By Karine Kalantarian
Nagorno-Karabakh’s leader has called for his unrecognized republic’s participation in the current peace talks with neighboring Azerbaijan, warning that it may press Armenia to pull out of the process otherwise.
Arkady Ghukasian, who is due to step down as president next month, said he had raised the issue of Nagorno-Karabakh’s becoming a party to the negotiations also during his Thursday meeting with visiting international mediators.
In an RFE/RL interview he said that the cochairmen of the Minsk Group of the Organization for Security and Cooperation in Europe (OSCE) tasked with brokering a settlement in the Karabakh conflict had asked the Karabakh side “to help Armenia act in a more constructive manner during the negotiations.”

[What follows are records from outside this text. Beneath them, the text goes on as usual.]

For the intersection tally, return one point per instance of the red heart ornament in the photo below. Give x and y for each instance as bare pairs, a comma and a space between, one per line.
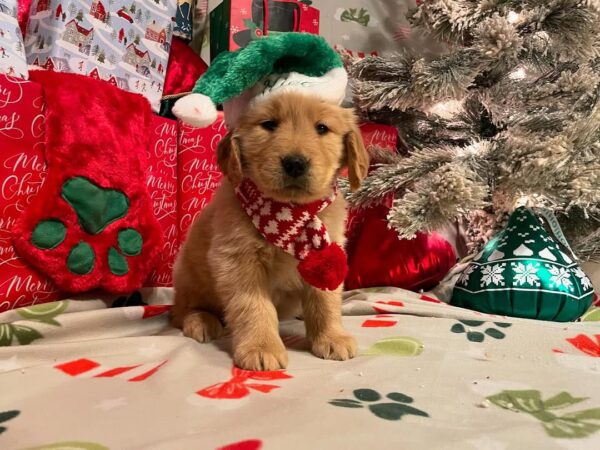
376, 257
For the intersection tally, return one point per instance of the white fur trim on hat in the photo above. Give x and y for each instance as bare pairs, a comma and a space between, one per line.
196, 110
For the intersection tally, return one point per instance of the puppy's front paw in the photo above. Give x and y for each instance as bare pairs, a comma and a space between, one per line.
338, 346
265, 357
202, 326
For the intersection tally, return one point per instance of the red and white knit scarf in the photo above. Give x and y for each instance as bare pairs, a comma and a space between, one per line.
296, 229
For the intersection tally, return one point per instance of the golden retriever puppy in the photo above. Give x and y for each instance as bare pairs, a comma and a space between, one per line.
292, 147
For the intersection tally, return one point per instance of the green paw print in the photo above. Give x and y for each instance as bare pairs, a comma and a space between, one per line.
478, 336
393, 410
96, 208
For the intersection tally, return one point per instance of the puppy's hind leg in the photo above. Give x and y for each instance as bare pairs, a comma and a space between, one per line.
202, 326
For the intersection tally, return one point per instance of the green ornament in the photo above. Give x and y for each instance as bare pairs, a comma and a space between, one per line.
523, 272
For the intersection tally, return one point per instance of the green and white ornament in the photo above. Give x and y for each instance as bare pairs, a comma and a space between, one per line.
524, 272
281, 62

“I don’t exclude that Karabakh will raise a question [to Armenia] to quit negotiations as it proceeds from today’s situation and Azerbaijan’s position,” Ghukasian told RFE/RL after an unprecedented two-hour-long meeting with the French, Russian and U.S. cochairmen of the Minsk Group.
He reiterated that “it is pointless to negotiate anything without a specified status of Nagorno-Karabakh” and called the Armenia-Azerbaijan format of talks “destructive and unrealistic”.

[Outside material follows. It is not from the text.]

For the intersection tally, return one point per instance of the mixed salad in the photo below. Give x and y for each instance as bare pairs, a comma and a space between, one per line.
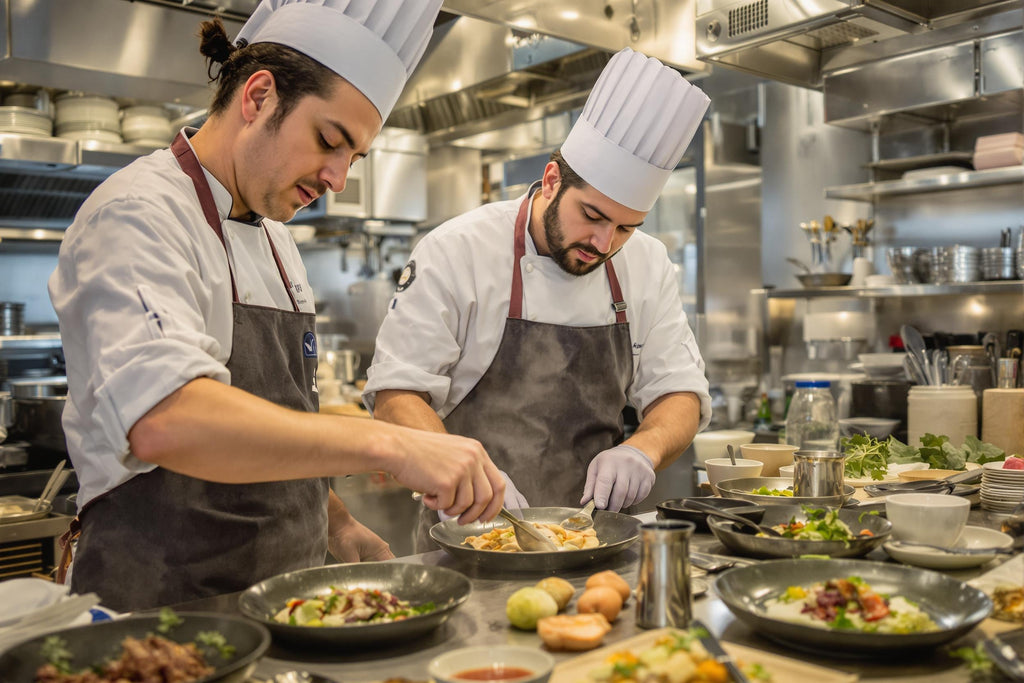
867, 457
849, 604
820, 524
343, 606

Ghukasian downplayed the optimism of international mediators voiced in recent days ahead of this weekend’s meeting between the presidents of Armenia and Azerbaijan.
But he added: “I think a negotiator should always be optimistic. If a negotiator is not optimistic, a positive development is hard to achieve. But I didn’t get the impression that the mediators expected the upcoming meeting to be crucial.”
The presidents of Armenia and Azerbaijan, Robert Kocharian and Ilham Aliev, are understood to meet on the sidelines of the informal summit of the Commonwealth of Independent States in Saint-Petersburg on June 9.
The OSCE Minks Group cochairmen Matthew Bryza of the United States, Bernard Fassier of France and Yuri Merzlyakov of Russia have been in active talks with both sides in preparation for the summit. They also met with Armenia’s President Robert Kocharian and Foreign Minister Vartan Oskanian in Yerevan on Thursday.
In a press conference in Yerevan tonight US Deputy Assistant Secretary of State Matthew Bryza said they had “very open, honest and constructive discussions” in Yerevan and “talked about expressions of optimism or pessimism.”
“When I talk about optimism it reflects my personality. I am an optimistic person, that’s why I am a diplomat,” Bryza said. “I don’t mean by any means that we anticipate some huge breakthrough in Saint Petersburg on Saturday. But during this period I have seen a qualitative change in the quality of the discussions.”
The U.S. negotiator said that the Minsk Group has seen discussions that are “serious, respectful and in which the differences are narrowing between the sides.”
“But the differences are still there,” he added. “They require serious work, plenty more work. And that’s why we are here, because we are serious about helping to resolve those remaining differences.”
Against the backdrop of the continuing consultations, a group of a few dozen hardliners represented by veterans of the Karabakh war protested near the OSCE office in Yerevan on Thursday pronouncing against any peace plan that would involve a return of lands currently held by Armenian troops. They put their protest in writing and addressed it to the international peace brokers.